Demet Özata Gösterişli, Çamlık köyü, Selçuk
Köpük

Zamanım olmadığı için Atilla’nın yeni aldığı traktörüyle tarlayı nasıl sürdüğünü göremedim. Sabah Demet’in komşusuna yaptırdığı patatesli gözleme ve mükemmel kahvaltı ardından Çamlık’tan ayrıldım. Yola çıkarken, daha önce gördüğüm tren müzesinde bir yenilik var mı diye sormak için müzeye uğradım. Sadece bir kar küreme ilave edilmiş. Bu arada ben müze kart sahibiyim. Fakat orası özele geçtiği için 15 TL ücretli veya bir şeyler yeme, içme karşılığında gezebiliyorsunuz.
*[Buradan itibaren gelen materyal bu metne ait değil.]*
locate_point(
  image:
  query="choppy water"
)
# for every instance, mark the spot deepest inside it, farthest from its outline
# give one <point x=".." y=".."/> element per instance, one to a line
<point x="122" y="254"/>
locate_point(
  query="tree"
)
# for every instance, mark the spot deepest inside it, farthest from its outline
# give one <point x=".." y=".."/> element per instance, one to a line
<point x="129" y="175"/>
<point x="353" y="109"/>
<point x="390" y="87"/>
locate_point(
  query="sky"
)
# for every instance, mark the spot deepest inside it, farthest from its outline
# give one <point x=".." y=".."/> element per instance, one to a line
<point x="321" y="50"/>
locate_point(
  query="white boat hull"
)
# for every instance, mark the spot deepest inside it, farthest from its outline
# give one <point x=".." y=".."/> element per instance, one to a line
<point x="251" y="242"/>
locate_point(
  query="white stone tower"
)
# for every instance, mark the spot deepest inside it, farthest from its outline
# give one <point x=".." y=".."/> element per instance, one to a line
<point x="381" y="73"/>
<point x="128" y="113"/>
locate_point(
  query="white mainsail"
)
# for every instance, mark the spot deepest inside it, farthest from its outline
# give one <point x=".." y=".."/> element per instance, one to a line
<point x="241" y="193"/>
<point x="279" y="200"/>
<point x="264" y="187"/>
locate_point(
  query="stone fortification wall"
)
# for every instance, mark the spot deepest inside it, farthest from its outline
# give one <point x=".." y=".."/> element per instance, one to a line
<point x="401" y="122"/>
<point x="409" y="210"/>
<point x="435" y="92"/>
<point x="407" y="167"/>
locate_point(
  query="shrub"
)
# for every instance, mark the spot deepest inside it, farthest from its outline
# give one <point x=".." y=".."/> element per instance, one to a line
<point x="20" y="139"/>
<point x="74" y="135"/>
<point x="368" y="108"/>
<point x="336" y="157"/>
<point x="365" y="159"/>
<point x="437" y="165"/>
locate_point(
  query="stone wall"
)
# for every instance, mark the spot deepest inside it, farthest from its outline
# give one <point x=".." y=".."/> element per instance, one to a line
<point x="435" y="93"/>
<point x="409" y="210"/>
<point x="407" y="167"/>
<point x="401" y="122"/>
Oradan, İzmir’in sayfiyesinde yaşayan, söz verdiğim eski bir arkadaşıma uğradım. Merhaba dememle güzel iki gün de onunla geçirdik. Motosiklet sürmek çok güzel fakat ailen yanında olmayınca, burnunda tütmeye başlıyor. Tam bir hafta sonra 24 Ekim Cumartesi günü, özlemle evime dönüyorum. En güzel gezi, salimen dönülendir.